The name Labrujasuchus derives from an alternate name of the Ghost Ranch area, which is also known as "Ranchos de los Brujos" in Spanish ("Ranch of the Witches"), and the Greek word "souchos" meaning "crocodile". The species name "expectatus" meanwhile was chosen to reflect the fact that shuvosaurid material was long expected from the Hayden Quarry before the taxon's description.

==Description==
Although shuvosaurids are morphologically very different from other pseudosuchians and even other poposauroids, the recognized members of this family are only distinguished by much more subtle features, displaying low rates of morphological evolution. This is exemplified by the fact that Effigia, which lived around 205 million years ago, is morphologically very similar to Shuvosaurus, which appears in the fossil record around 10 million years earlier. Labrujasuchus bridges the gap between the two stratigraphically and like them displays a fairly conservative anatomy for this group.

More specifically, Labrujasuchus is only distinguished from Shuvosaurus by a handfull of features including the distal end of the tibia. The posteromedial condyle of the distal tibia extends further and the anterolateral condyle is set apart from the bone's shaft by a sharp lip, both features do not occur in Shuvosaurus with its smoother distal tibia and instead come closer to the condition seen in Effigia. On the humerus Labrujasuchus presents a large internal tuberosity, referred to by some authors as a medial process. This process is distinctly larger than in Shuvosaurus, but once again resembles that of Effigia. Effigia meanwhile differs from Labrujasuchus among other things in the fact that the distal condyles of the humerus, which would articulate with the lower arm bones, are almost equal to each other while the opposite end of the bone, the humeral head, is crossed by a shallow groove that's also present in Shuvosaurus.

What also sets apart Labrujasuchus from Effigia is the anatomy of the coracoid.

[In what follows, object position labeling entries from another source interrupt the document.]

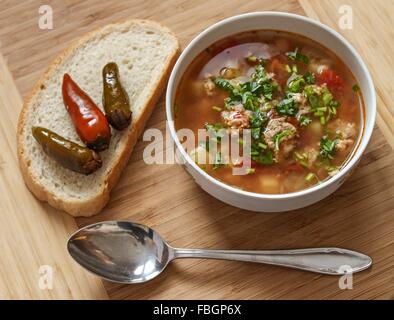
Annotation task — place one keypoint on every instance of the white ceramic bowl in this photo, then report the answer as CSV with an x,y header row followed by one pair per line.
x,y
284,22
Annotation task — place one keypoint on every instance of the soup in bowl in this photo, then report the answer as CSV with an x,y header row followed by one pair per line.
x,y
305,100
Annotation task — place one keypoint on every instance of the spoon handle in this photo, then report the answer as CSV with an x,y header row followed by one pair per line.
x,y
332,261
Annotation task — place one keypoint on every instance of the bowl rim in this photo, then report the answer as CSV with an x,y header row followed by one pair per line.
x,y
363,140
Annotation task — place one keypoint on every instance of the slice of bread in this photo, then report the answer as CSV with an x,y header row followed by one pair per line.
x,y
145,53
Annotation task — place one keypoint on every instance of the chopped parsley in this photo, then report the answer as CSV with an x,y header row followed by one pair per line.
x,y
302,158
311,176
327,147
251,93
295,83
296,56
304,120
215,131
250,170
218,161
223,84
323,106
280,136
287,107
310,78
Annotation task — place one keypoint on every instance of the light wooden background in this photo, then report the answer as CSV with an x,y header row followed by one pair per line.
x,y
359,216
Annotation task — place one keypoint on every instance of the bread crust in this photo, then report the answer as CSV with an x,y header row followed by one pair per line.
x,y
93,205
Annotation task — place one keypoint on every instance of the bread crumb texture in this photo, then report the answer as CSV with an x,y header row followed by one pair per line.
x,y
141,51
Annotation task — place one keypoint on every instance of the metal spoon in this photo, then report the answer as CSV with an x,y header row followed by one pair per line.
x,y
127,252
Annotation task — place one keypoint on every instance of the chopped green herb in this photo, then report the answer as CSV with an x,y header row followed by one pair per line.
x,y
216,131
250,170
310,176
251,58
327,147
216,108
258,119
218,161
262,145
287,107
262,157
310,78
223,84
301,158
296,56
295,83
280,136
304,120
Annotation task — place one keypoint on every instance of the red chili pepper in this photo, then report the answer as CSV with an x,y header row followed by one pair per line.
x,y
332,79
89,121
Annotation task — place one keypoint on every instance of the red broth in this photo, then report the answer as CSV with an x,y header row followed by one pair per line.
x,y
300,100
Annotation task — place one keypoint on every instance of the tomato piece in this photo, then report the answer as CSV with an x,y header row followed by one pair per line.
x,y
332,79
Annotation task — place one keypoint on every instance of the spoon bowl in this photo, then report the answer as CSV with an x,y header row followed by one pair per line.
x,y
120,251
127,252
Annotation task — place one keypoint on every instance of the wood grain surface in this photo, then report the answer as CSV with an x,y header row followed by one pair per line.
x,y
359,216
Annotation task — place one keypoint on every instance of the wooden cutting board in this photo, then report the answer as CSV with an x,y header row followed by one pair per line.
x,y
359,216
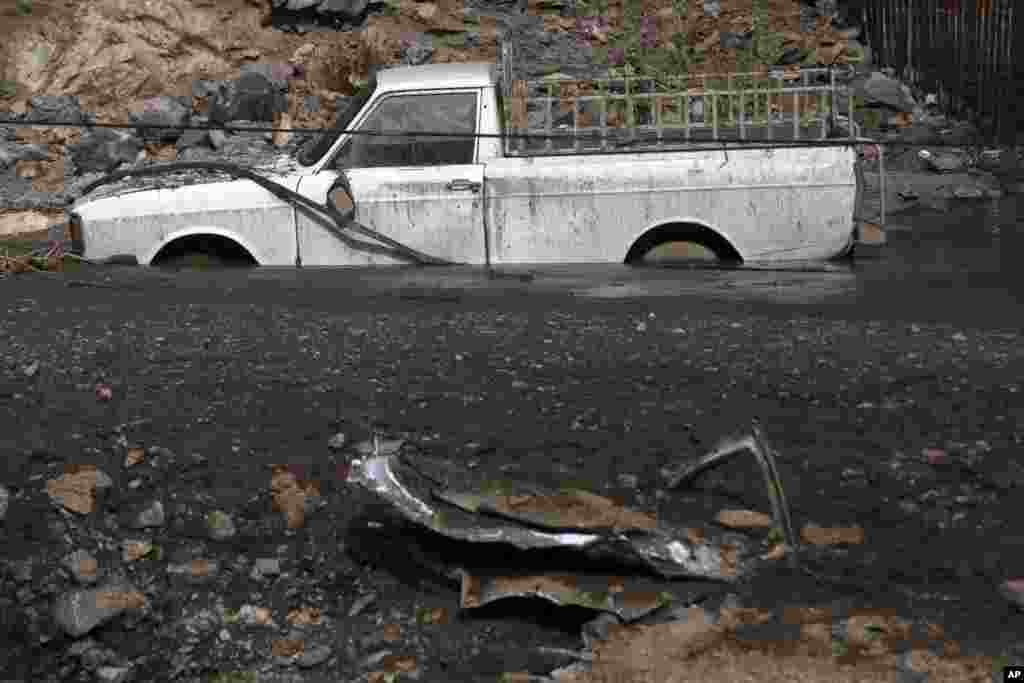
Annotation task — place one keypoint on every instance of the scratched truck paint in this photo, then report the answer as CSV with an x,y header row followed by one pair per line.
x,y
469,200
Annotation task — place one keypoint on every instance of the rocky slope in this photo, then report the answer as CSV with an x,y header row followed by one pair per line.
x,y
200,61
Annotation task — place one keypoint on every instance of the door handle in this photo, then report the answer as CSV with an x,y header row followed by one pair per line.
x,y
463,183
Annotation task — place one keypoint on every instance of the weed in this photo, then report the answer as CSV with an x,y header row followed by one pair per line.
x,y
216,519
232,677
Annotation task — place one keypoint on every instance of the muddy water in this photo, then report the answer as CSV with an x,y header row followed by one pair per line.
x,y
962,266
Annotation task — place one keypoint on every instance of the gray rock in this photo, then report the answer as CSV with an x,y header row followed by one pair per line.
x,y
217,138
265,566
103,150
252,97
152,515
968,193
79,611
598,628
196,571
162,111
193,138
881,89
11,153
417,51
64,109
115,675
80,564
276,75
942,162
628,480
349,9
313,656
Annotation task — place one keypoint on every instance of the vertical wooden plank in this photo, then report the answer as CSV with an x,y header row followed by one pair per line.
x,y
1014,119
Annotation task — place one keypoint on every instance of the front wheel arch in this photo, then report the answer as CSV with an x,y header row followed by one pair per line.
x,y
221,250
683,231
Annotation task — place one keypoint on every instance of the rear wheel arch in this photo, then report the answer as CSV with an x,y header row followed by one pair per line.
x,y
683,231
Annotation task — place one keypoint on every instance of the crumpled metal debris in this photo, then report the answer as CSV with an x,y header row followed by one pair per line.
x,y
527,517
629,598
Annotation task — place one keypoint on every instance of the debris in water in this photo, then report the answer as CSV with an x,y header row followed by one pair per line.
x,y
758,445
528,517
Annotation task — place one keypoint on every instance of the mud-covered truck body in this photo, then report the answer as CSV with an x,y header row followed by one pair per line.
x,y
470,189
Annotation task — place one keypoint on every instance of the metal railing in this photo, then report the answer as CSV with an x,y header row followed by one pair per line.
x,y
631,113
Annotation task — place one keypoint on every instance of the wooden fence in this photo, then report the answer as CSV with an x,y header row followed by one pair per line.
x,y
969,52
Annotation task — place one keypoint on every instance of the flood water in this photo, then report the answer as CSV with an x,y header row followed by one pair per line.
x,y
961,266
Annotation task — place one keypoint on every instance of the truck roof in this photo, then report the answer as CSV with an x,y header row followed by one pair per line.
x,y
468,75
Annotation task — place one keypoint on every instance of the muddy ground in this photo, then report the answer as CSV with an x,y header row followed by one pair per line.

In the former the coracoids contribution to the glenoid fossa, where the coracoid connects to the upper arm and shoulder blade, is parallelogram shaped. Ventral to the glenoid fossa the bone bears a deep notch, which gives rise to a pronounced postglenoid process that is curved upwards. The coracoid foramen of Labrujasuchus actually differs from both Effigia and Shuvosaurus, being larger and shifted posteroventrally compared to that of the former and shifted posteriorly compared to that of the latter. Other autapomorphies in addition to the dorsally curved postglenoid process include the fact that the head of the humerus is best described as teardrop-shaped as opposed to D-shaped; the hypertrophied ventral crest of the ischium, which makes the bone deeper than wide unlike in other North American shuvosaurids; and the presence of an anterior groove on the fibula just medial to the iliofibularis trochanter. While Effigia, Shuvosaurus and Labrujasuchus all share the presence of posterior protuberance on the proximal articular surface of the humerus, it is only in Labrujasuchus that this structure is displaced outward (laterally), while in the other two its described as symmetrical.

==Phylogeny==
A phylogenetic analysis placed Labrujasuchus in the family Shuvosauridae within Poposauroidea, a group of early paracrocodylomorphs that superficially resemble ornithomimosaurian dinosaurs. Within their results, the family consists of four members, Sillosuchus from the Carnian of Argentina, as well as Labrujasuchus, Shuvosaurus, and Effigia, which are known from the southern United States. The analysis by Turner and colleagues did not include the coeval shuvosaurid Sonselasuchus, named two months prior to Labrujasuchus. Within Shuvosauridae, Sillosuchus was recovered as the sister taxon to the remaining three forms, which were grouped in an unresolved polytomy as no single relationship appeared in the majority of most parsimonious trees. In each instance that one of the three North American forms claded closer with one of its relatives this grouping was based on a single feature.